From an article in the New York Post about the “Via Getty” confusion on social media:

Lefties fired up over protesters storming the US Capitol Building mistakenly believed one caught-on-camera rioter was named “Via Getty” — because of a photo credit for the media firm Getty Images.

Politico reporter Ryan Lizza had posted a photo on Twitter with the message “Via Getty, one of the rioters steals a podium from the Capitol.”

But online critics embarrassingly assumed “Via Getty” was the guy’s name — instead of attribution for one of the world’s largest visual media companies.

(Usage of the baby name Via is rising pretty swiftly right now — anyone know why? I’m stumped.)

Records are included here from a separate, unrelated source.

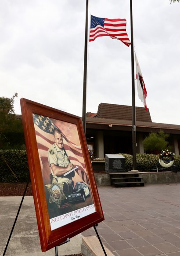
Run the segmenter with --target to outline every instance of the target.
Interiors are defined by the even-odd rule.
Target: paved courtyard
[[[105,220],[97,229],[113,254],[180,256],[180,183],[98,189]],[[0,197],[0,255],[21,200],[20,197]],[[67,245],[59,247],[58,255],[80,253],[82,235],[96,234],[91,228],[71,238]],[[54,249],[41,252],[33,197],[25,197],[6,256],[50,256],[54,252]]]
[[[98,187],[104,245],[116,256],[180,256],[180,183]],[[90,228],[83,235],[95,233]]]

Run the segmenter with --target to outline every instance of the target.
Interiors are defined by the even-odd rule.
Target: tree
[[[14,109],[15,93],[12,98],[0,97],[0,147],[1,149],[24,148],[22,121],[17,119]]]
[[[158,133],[151,132],[143,141],[144,150],[147,153],[158,154],[162,150],[167,148],[168,143],[167,139],[169,134],[164,133],[163,131]]]

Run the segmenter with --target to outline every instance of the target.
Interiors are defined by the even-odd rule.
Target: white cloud
[[[134,46],[152,120],[180,124],[180,4],[133,4]],[[82,0],[2,1],[1,96],[18,92],[16,113],[23,97],[82,116],[85,8]],[[128,1],[91,0],[89,10],[98,17],[126,18],[130,39]],[[101,102],[131,105],[131,48],[99,37],[90,43],[88,59],[86,112],[97,112]],[[136,105],[143,106],[137,95]]]

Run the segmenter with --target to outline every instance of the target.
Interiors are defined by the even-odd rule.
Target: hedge
[[[0,150],[0,182],[27,182],[29,180],[26,150]]]
[[[129,154],[120,154],[126,158],[126,171],[133,168],[133,156]],[[148,172],[155,169],[156,164],[158,161],[158,155],[152,154],[137,154],[137,169],[140,172]],[[175,156],[174,165],[180,170],[180,156]],[[167,168],[168,170],[169,168]]]
[[[130,171],[133,168],[132,155],[121,153],[121,154],[126,158],[126,171]],[[27,182],[29,180],[26,150],[0,150],[0,182],[18,182],[18,181]],[[137,168],[139,171],[145,172],[155,169],[158,159],[158,155],[137,154]],[[174,165],[180,170],[180,155],[175,156]]]

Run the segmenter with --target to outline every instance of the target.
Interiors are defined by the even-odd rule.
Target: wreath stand
[[[6,247],[5,247],[5,248],[4,249],[4,252],[3,253],[3,256],[5,256],[5,254],[6,252],[6,251],[7,250],[8,246],[9,245],[9,241],[10,241],[11,238],[11,235],[12,235],[12,232],[13,232],[14,229],[14,227],[15,227],[15,225],[16,224],[17,220],[18,219],[18,216],[19,215],[19,212],[20,211],[21,208],[21,207],[22,206],[22,202],[23,201],[23,200],[24,200],[24,197],[25,197],[25,193],[26,193],[27,189],[27,188],[28,187],[28,185],[29,185],[29,181],[28,181],[27,183],[26,186],[25,187],[25,190],[24,190],[24,192],[23,195],[22,196],[22,200],[21,200],[20,204],[19,205],[19,208],[18,209],[18,212],[17,213],[16,216],[16,217],[15,218],[14,221],[14,222],[13,225],[12,226],[11,230],[11,231],[10,234],[9,235],[9,238],[8,239],[7,243],[6,244]],[[103,250],[103,252],[104,252],[104,255],[105,255],[105,256],[107,256],[107,255],[106,254],[106,252],[105,251],[104,248],[104,247],[103,246],[103,245],[102,244],[102,243],[101,241],[101,240],[100,237],[100,236],[99,235],[99,234],[98,234],[98,233],[97,232],[97,230],[96,229],[96,227],[97,227],[97,226],[98,226],[98,224],[96,224],[95,225],[95,226],[94,226],[94,230],[95,230],[95,231],[96,232],[96,234],[97,234],[97,238],[98,238],[98,240],[99,241],[99,242],[100,243],[100,244],[101,244],[101,246],[102,249]],[[65,241],[64,242],[63,242],[62,243],[61,243],[61,244],[60,244],[59,245],[58,245],[58,246],[56,246],[55,247],[55,256],[58,256],[58,246],[60,246],[60,245],[64,245],[64,244],[66,244],[66,243],[68,243],[68,242],[69,242],[69,241],[70,241],[70,239],[69,239],[69,238],[68,238],[67,239],[67,240]]]

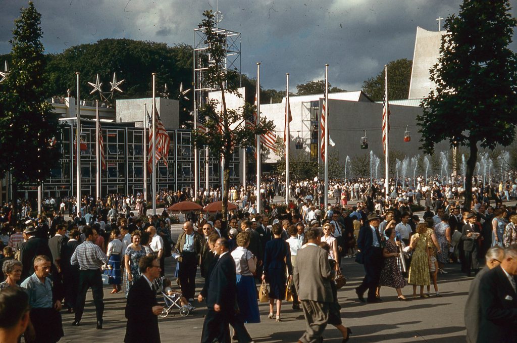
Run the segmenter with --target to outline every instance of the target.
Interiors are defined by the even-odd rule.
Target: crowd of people
[[[512,255],[517,243],[517,213],[515,206],[504,203],[514,197],[511,183],[476,188],[472,208],[466,208],[459,187],[438,183],[419,183],[406,190],[393,184],[393,196],[386,201],[382,184],[370,186],[366,179],[334,180],[325,208],[323,184],[317,181],[293,183],[290,202],[275,203],[274,197],[285,188],[273,177],[261,186],[260,200],[252,186],[232,187],[231,201],[239,206],[229,211],[227,221],[219,213],[188,214],[177,236],[165,208],[159,215],[146,215],[142,195],[112,195],[97,200],[85,197],[77,216],[71,198],[49,199],[48,204],[45,201],[49,218],[31,218],[31,206],[23,201],[23,213],[13,216],[7,204],[0,219],[0,293],[8,290],[5,296],[26,302],[28,311],[20,312],[19,319],[27,341],[59,340],[64,334],[62,308],[73,314],[72,325],[83,325],[89,289],[96,328],[102,330],[103,287],[109,284],[112,293],[127,298],[125,341],[159,341],[157,316],[164,308],[156,295],[163,292],[180,298],[180,306],[190,311],[194,299],[206,301],[208,312],[202,342],[233,338],[247,343],[253,339],[246,325],[261,322],[257,288],[263,284],[268,287],[264,300],[269,303],[268,319],[282,321],[287,300],[293,309],[302,311],[310,325],[299,341],[317,341],[328,324],[347,341],[352,330],[341,319],[336,282],[343,274],[343,259],[355,258],[364,266],[364,279],[355,289],[359,301],[382,301],[383,287],[394,289],[402,301],[440,296],[438,276],[451,266],[458,264],[477,280],[485,256],[493,257],[494,249],[509,260],[517,256]],[[206,192],[200,194],[203,202],[220,199],[218,190],[202,191]],[[190,190],[161,192],[160,196],[165,206],[195,200]],[[349,205],[352,200],[357,201]],[[263,202],[263,213],[254,211],[257,201]],[[414,211],[420,211],[422,202],[425,211],[421,219]],[[171,256],[175,267],[167,274],[176,278],[177,292],[164,277],[165,259],[172,259]],[[486,258],[488,265],[491,260]],[[198,269],[202,280],[196,279]],[[313,272],[316,270],[320,272]],[[200,281],[203,287],[198,291]],[[481,289],[484,284],[479,283]],[[407,285],[413,287],[412,297],[404,294]],[[20,290],[28,294],[26,299]],[[480,314],[479,322],[490,321],[485,318],[489,314]],[[135,329],[135,323],[141,322],[148,323],[150,336]]]

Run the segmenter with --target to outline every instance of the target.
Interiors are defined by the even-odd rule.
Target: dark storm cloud
[[[512,2],[513,5],[514,2]],[[47,51],[105,38],[193,43],[192,30],[217,0],[35,0]],[[262,62],[266,88],[322,79],[348,90],[384,64],[413,58],[416,27],[437,31],[438,16],[457,13],[460,0],[219,0],[221,27],[241,33],[242,69],[254,77]],[[23,2],[0,0],[0,53],[10,49]],[[212,6],[212,7],[211,7]],[[515,16],[515,11],[512,10]],[[515,50],[515,43],[512,48]],[[1,62],[2,61],[0,61]]]

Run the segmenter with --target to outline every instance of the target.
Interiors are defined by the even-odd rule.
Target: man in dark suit
[[[125,315],[127,319],[125,343],[159,343],[158,315],[163,307],[156,301],[153,281],[160,277],[160,262],[156,256],[140,259],[142,276],[129,289]]]
[[[478,242],[481,232],[476,225],[476,216],[474,213],[467,214],[465,219],[467,223],[463,226],[461,235],[464,254],[463,269],[467,275],[470,276],[472,269],[474,270],[475,273],[477,273],[479,269],[479,261],[478,260],[479,244]]]
[[[516,275],[517,245],[511,245],[505,250],[500,265],[481,277],[477,341],[517,342]]]
[[[225,238],[216,242],[215,248],[219,258],[210,275],[206,302],[208,312],[203,324],[201,343],[211,343],[215,338],[220,342],[230,341],[229,324],[235,310],[237,277],[229,248]]]
[[[481,304],[479,301],[479,283],[481,277],[491,269],[500,264],[504,259],[505,250],[499,246],[490,248],[485,258],[486,265],[479,271],[470,283],[468,289],[468,297],[465,304],[465,326],[467,329],[467,342],[476,343],[479,332],[479,320],[481,316]]]
[[[23,266],[20,280],[25,280],[34,273],[33,262],[38,255],[44,255],[52,259],[48,241],[38,238],[35,235],[36,233],[36,229],[33,226],[28,226],[23,230],[25,241],[20,245],[20,261]]]
[[[361,228],[357,240],[357,248],[362,255],[357,260],[362,257],[366,275],[355,291],[361,302],[365,302],[363,295],[368,289],[368,302],[378,303],[382,301],[376,296],[376,291],[383,266],[382,248],[384,240],[378,230],[382,218],[375,213],[371,213],[367,218],[368,221]]]

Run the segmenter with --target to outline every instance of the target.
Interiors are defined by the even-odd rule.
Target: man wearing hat
[[[479,248],[479,240],[481,237],[479,227],[476,223],[477,220],[476,214],[469,212],[465,218],[467,223],[463,226],[461,240],[463,242],[463,251],[465,253],[464,269],[467,275],[470,276],[472,269],[477,273],[479,269],[478,260],[478,249]]]
[[[360,252],[358,253],[360,257],[356,259],[363,263],[366,275],[355,291],[361,302],[365,302],[363,295],[368,290],[368,302],[378,303],[381,300],[375,294],[383,266],[384,235],[381,236],[378,229],[382,219],[375,212],[368,215],[367,219],[368,221],[361,228],[359,233],[357,248]]]
[[[36,228],[32,226],[27,226],[23,230],[25,242],[20,245],[20,261],[23,266],[20,280],[25,280],[34,273],[33,261],[38,255],[44,255],[51,260],[52,259],[47,241],[36,237]]]

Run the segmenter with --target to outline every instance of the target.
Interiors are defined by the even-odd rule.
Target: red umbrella
[[[203,209],[205,212],[220,212],[223,206],[222,201],[216,201],[208,204]],[[228,211],[231,210],[237,210],[237,205],[228,202]]]
[[[192,201],[181,201],[169,206],[167,210],[170,211],[188,212],[191,211],[203,210],[203,206]]]

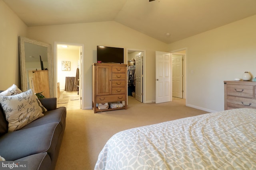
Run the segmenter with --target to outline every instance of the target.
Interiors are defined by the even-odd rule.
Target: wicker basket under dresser
[[[225,110],[256,109],[256,82],[224,81]]]

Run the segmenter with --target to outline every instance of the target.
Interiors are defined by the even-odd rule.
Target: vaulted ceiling
[[[28,26],[114,21],[171,43],[256,15],[256,0],[3,0]]]

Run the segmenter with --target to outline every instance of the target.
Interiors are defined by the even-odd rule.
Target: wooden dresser
[[[127,65],[94,63],[92,65],[92,109],[98,111],[127,109]],[[122,102],[122,107],[99,109],[96,105]]]
[[[256,82],[224,81],[224,109],[256,108]]]
[[[50,86],[48,70],[33,71],[33,88],[35,93],[41,93],[45,98],[49,98]]]

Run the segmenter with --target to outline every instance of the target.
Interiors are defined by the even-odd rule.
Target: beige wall
[[[256,76],[256,15],[168,45],[186,48],[186,104],[209,111],[224,109],[224,80]]]
[[[21,88],[18,37],[26,36],[27,26],[0,0],[0,90],[14,84]]]
[[[146,51],[146,102],[155,98],[155,51],[166,51],[167,45],[115,21],[32,27],[28,28],[28,37],[54,47],[54,42],[84,45],[84,108],[92,107],[92,64],[97,61],[97,45]]]

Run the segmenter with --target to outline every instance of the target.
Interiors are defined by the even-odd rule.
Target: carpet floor
[[[68,110],[55,169],[93,170],[103,147],[116,133],[207,113],[186,106],[184,99],[176,99],[159,104],[143,104],[128,96],[126,110],[97,113],[92,110]]]

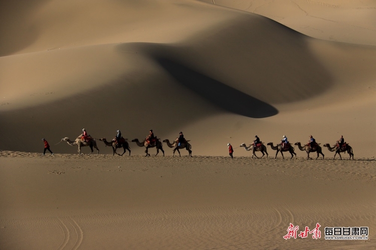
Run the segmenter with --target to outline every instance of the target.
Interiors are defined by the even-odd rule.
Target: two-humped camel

From a New York Times article about parents looking for “positive” baby names:

Some parents-to-be have been so distracted by the pandemic that they’ve skipped the deliberation and quickly picked a name. Amanda Austin of Erie, Pa., owner of an e-commerce store specializing in dollhouse miniatures, came up with her daughter’s name on a whim. “It was in March, when the whole world was shutting down,” she said. “Covid terrified me. My husband and his dad own a construction company and Pennsylvania had banned construction work.”

The name “Annette” popped suddenly into her mind. “I shared it with my husband and he loved it,” Austin said. “His reaction is a far cry from my other daughter’s naming process, where we went back and forth for months. I think we had so much going on with the pandemic that we didn’t have the mental bandwidth to dig deeper.” The name also reminded the couple of the 1950s, a “less complicated” time.

From a 1979 People article about the “eerie similarities” between two Ohio men who discovered, at age 39, that they were twins separated at birth:

Curiously, both had been christened James by their adoptive parents [who lived 40 miles apart]. As schoolboys, both enjoyed math and carpentry — but hated spelling. Both pursued similar adult occupations: Lewis is a security guard at a steel mill, and Springer was a deputy sheriff (though he is now a clerk for a power company). Both married women named Linda, only to divorce and remarry — each a woman named Betty. Both have sons: James Alan Lewis and James Allan Springer.

From the New York Times Magazine essay “Celebrate Your Name Day” by Linda Kinstler:

My family had chosen “Linda” in part because it sounded incontrovertibly American to their Soviet ears, practically an idiom of assimilation unto itself. According to a 2018 study, it is the “trendiest” name in U.S. history, having experienced a sharp rise and precipitous fall in popularity amid the postwar baby boom. By naming me Linda, my parents hoped they were conferring an easy American life upon me, a life free of mispronunciations and mistakes. For them, such a life would be forever out of reach.

[…]

Most of the Lindas I have encountered in my age group are also millennial daughters of immigrants; our name is a reminder of our parents’ aspirations and of the immense promise with which our name is laden.

For more quotes about names, check out the name quotes category.

3 thoughts on “Name quotes #93: Kenai, Via, Annette

  1. Great round-up, as always!

    RE: Via … I think it’s down to Wonder. The novel was published in 2012. The film adaptation came out in 2017. My daughter read the book before we saw the movie, which wasn’t until it was available at home … so probably not until sometime in late 2018/early 2019, I think? The spike starts in 2018, so I imagine it’s lots of families like ours – parents didn’t read the book, but did see the movie.

    The boy’s name is August; his older sister is Via, short for Olivia. But she’s pretty much always called Via in the movie. (In fact, IMDb lists the character as just Via: https://www.imdb.com/title/tt2543472/)

    It’s worth a watch!

  2. Thanks so much, Abby! I don’t know if I would have ever figured that one out on my own. :)

    That movie looks pretty great, actually.